March 02, 2024 09:08 pm | Updated 09:33 pm IST

Safeena Husain with the girls in school.

Safeena Husain with the girls in school. | Photo Credit: Special Arrangement

Safeena Husain grew up in adverse circumstances. “Poverty, violence, abuse... my family circumstances were difficult,” says the first Indian woman recipient of the WISE Prize for Education. At one point, she had to drop out of school. Her family was keen to marry off the adolescent girl. But, with the support of an aunt, Husain went on to graduate from the London School of Economics.

“Education was transformative in my life,” she says. After working abroad, she returned to India in 2007 to found the non-profit organisation Educate Girls, which identifies girls between five and 14 years in rural and educationally backward areas and gets them into schools. In the last 16 years, Educate Girls has led 1.4 million girls back to school and has expanded its reach to work across Rajasthan, Bihar, Uttar Pradesh and Madhya Pradesh.

Post the pandemic, a road trip across UP showed Husain that an entire generation of girls were being robbed off education. “Marriage was a cost-effective solution during the pandemic. We wanted to create a second chance for them,” she says. So the first phase of Project Pragati was launched in Rajasthan in 2021, with 300 girls between 15 and 25 years. In two years, 7,000 girls re-enrolled in schools with 61% successfully clearing the Class 10 exam in the first attempt.

In 2023, Husain won The Hindu businessline Changemaker Award in the Social Transformation Category and the WISE Prize awarded by the Qatar Foundation. Excerpts from an interview:

Safeena Husain

Safeena Husain | Photo Credit: Special Arrangement

 You have worked across four states for over a decade. What is the status of education for girls in India?

 According to government figures, 66 million girls will not be attending high school and, in 5% of India’s villages, 40% of girls are still out of primary school. The enrollment rates have increased at the primary level but the problem has shifted to older girls, as the drop out rates going into secondary education are high. Girls are still battling with household chores, family responsibilities, discrimination and patriarchal mindsets.

What was Educate Girls’ roadmap when it started?

There are seven lakh villages in India. I got a list of 26 red districts with a critical gender gap in education, of which nine were in Rajasthan. I started in 2007 with 50 villages in Pali district as a social experiment. Now we work in 25,000 villages across Bihar, Rajasthan, Uttar Pradesh and Madhya Pradesh.
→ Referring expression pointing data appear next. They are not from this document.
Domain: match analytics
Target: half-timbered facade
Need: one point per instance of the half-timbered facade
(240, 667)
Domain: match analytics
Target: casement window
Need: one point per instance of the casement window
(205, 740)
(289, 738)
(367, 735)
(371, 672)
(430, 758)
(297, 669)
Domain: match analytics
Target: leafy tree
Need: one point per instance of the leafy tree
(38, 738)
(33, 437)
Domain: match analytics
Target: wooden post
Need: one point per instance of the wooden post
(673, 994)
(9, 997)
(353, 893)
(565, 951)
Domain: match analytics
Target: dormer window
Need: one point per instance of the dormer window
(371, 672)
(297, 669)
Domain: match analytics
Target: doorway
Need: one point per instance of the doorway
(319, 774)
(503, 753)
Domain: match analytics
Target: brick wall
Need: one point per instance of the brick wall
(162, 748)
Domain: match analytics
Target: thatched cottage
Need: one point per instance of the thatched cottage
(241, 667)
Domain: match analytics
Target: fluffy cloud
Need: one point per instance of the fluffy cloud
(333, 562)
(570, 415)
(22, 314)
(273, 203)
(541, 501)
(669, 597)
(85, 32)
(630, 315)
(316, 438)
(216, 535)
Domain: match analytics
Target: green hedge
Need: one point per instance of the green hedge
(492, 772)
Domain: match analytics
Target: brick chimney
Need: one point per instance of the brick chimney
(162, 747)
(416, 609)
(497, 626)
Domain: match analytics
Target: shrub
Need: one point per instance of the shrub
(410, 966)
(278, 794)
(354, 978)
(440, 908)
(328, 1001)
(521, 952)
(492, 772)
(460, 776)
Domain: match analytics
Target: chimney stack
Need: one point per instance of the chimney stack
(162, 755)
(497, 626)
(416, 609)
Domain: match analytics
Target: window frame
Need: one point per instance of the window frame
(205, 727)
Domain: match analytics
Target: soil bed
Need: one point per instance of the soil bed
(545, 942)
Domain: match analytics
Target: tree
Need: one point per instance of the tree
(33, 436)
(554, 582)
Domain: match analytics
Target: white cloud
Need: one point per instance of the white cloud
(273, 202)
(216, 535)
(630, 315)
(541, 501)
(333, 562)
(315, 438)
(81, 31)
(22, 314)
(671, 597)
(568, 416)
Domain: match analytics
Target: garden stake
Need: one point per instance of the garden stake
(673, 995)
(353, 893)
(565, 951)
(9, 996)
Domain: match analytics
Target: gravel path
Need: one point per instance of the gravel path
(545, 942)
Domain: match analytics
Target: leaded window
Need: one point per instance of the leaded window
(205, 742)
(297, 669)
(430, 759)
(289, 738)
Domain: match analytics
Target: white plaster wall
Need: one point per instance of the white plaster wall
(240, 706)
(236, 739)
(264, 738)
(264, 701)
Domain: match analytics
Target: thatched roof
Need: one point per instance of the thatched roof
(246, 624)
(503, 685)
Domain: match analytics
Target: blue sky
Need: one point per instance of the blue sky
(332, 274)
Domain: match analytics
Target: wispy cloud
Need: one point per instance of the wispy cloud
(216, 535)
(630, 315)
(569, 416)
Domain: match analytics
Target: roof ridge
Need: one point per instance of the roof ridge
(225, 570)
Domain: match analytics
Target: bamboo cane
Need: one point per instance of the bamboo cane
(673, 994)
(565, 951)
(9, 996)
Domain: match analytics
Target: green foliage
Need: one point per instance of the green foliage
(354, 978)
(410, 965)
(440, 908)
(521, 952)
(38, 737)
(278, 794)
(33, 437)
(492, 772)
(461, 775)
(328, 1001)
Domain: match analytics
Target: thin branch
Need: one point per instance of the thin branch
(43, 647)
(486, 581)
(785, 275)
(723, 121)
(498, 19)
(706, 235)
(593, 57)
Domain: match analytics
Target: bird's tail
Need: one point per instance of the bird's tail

 What is your modus operandi?

 We work in partnership with the state governments leveraging the existing educational infrastructure to identify, enrol and retain out-of-school girls and improve their foundational skills in literacy and numeracy. We have a robust network of 3,000 employees and 18,000 volunteers drawn from the villages and trained in community ownership: My Village, My Problem, I Am the Solution. These gender champions do door-to-door survey, convince families and ensure girls are enrolled into the nearest government school and also help them with remedial classes in English, Hindi and Maths.

 How challenging has it been to address the issue of education disparity and social challenges?

 We started our pilot phase in pre-RTE (Right To Education) days. We did not want to miss out on a single girl but access to people was difficult. Doors were shut on our faces, as parents felt their daughters were better off learning and doing household chores in preparation for marriage rather than wasting time, energy, and money at school. There are people who still believe a goat is an asset and a girl a liability.

 How did the change come about?

 After RTE came into effect in 2010, people became more aligned to the thought of educating girls. Once we got that access, we could authoritatively ask people to send girls to school because it is their right. We could also give the girls extra coaching. We had to work differently in every region.

 What is the main difference now?

 There has been progress. The drop-out problem at the primary level has shrunk considerably. But secondary education has new hotspots because the older girls are at risk of never completing their studies due to being over-age or married with children, or facing academic setbacks. However, compared to 15 years ago, girls are gaining confidence now and have aspirations.

 Is that why you launched Project Pragati?

 Yes. We found girls are vulnerable and take a lot of shame on themselves. The girl’s education becomes the first casualty of any calamity that strikes the family, from illness to debt. We are helping older girls restart their lives by writing the Class 10 exam and following it up with ITI skills and training that will fetch them jobs of nurses, Anganwadi or ASHA workers, or schools teachers.

 What do you foresee for the girls who fall off the education map?

 It took us 10 years to enter homes and convince families. The mindset is changing, but very slowly. Learning has to be gender-neutral. But when you do not have the gender lens, girls get missed. If we have all the tools of their transitioning and equip our girls with education, then their transformation can be rapid.

 Your work has won global recognition. What’s next?

 Never to lose sight of our primary objective: to enhance the access to and the quality of education for over 15 million children by 2025. To impact the lives of 10 million out-of-schools girls over next 10 years under Pragati scheme.